Oggi la Chiesa ricorda San Biagio di Sebaste, Martire, ritenuto dalla tradizione vescovo della comunità di Sebaste, in Armenia, al tempo della “pax” costantiniana. Poco si conosce della vita di San Biagio. Si sa che fu medico e vescovo di Sebaste, in Armenia, e che il suo martirio è avvenuto durante le persecuzioni dei cristiani, intorno al 316, nel corso dei contrasti tra gli imperatori d’Occidente, Costantino e d’Oriente, Licino. Catturato dai Romani, fu picchiato e scorticato vivo con dei pettini di ferro, quelli che venivano usati per cardare la lana, ed infine decapitato per aver rifiutato di abiurare la propria fede in Cristo.
Si tratta di un Santo il cui culto è molto diffuso sia nella Chiesa Cattolica che in quella Ortodossa. Nella sua città natale, dove svolse il suo ministero vescovile, si narra che operò numerosi miracoli, tra gli altri si ricorda quello per cui è conosciuto, ossia, la guarigione, avvenuta durante il periodo della sua prigionia, di un ragazzo da una lisca di pesce conficcata nella trachea. Tutt’oggi, infatti, il Santo lo si invoca per il mal di gola.

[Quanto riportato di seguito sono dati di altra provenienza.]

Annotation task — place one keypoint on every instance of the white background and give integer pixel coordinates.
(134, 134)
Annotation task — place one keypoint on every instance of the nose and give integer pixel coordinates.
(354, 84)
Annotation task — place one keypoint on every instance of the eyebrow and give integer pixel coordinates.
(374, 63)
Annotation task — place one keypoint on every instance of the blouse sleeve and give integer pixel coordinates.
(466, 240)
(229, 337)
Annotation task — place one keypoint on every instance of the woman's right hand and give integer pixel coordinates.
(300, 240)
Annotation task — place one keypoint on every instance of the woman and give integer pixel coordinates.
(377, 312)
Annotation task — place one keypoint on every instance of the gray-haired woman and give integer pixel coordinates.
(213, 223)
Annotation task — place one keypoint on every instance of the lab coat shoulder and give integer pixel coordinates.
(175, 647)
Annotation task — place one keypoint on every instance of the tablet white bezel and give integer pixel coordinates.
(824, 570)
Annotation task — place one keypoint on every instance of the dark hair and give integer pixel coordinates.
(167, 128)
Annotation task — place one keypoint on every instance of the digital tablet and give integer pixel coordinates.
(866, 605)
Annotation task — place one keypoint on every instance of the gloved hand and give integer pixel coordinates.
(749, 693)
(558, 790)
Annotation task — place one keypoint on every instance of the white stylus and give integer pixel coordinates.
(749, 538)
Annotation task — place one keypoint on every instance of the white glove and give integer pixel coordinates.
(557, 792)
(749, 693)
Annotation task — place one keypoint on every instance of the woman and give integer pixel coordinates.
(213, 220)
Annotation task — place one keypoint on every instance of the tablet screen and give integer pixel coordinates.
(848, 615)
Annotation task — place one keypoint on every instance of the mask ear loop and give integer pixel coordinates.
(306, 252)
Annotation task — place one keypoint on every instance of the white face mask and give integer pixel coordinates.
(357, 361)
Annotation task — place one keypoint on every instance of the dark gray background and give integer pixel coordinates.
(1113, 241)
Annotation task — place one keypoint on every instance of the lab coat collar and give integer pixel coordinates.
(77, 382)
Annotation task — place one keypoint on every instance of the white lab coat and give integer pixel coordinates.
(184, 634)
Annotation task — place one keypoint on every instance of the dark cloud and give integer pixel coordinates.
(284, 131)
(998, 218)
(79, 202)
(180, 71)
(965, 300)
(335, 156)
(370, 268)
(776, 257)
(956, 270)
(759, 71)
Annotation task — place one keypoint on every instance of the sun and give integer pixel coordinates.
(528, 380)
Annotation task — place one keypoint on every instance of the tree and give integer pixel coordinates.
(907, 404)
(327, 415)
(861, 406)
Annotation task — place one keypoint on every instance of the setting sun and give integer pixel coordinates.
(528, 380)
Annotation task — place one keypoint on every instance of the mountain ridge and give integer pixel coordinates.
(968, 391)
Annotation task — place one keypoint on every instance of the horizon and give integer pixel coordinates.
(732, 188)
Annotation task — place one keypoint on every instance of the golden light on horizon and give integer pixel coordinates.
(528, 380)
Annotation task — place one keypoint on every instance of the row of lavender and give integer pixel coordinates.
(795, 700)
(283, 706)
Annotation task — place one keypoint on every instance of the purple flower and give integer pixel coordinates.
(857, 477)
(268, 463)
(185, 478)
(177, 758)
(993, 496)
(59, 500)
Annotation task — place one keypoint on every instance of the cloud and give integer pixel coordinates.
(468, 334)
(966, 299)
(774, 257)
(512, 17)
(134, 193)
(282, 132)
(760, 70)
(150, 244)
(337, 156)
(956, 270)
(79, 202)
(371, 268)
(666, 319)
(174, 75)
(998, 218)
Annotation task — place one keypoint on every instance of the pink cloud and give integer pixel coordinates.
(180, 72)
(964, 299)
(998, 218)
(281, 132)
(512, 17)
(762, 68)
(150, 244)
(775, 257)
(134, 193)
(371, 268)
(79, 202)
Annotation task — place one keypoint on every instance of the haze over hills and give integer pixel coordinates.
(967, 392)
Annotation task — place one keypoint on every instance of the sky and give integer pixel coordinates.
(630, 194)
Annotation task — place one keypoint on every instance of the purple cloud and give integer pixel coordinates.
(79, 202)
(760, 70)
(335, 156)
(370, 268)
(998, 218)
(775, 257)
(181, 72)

San Biagio fa parte dei quattordici cosiddetti “santi ausiliatori”, ossia, quei santi invocati per la guarigione di mali particolari, tanto che durante i riti liturgici in suo onore i parroci benedicono le gole dei fedeli. È tradizione introdurre, nel mezzo della celebrazione liturgica, una speciale benedizione alle “gole” dei fedeli, impartita dal parroco incrociando due candele benedette nel giorno precedente, festa della Candelora (o anticamente con olio benedetto). Questo rito però, a causa delle attuali disposizioni dovute alla crisi pandemica, dallo scorso anno si limita alla sola benedizione dell’officiante.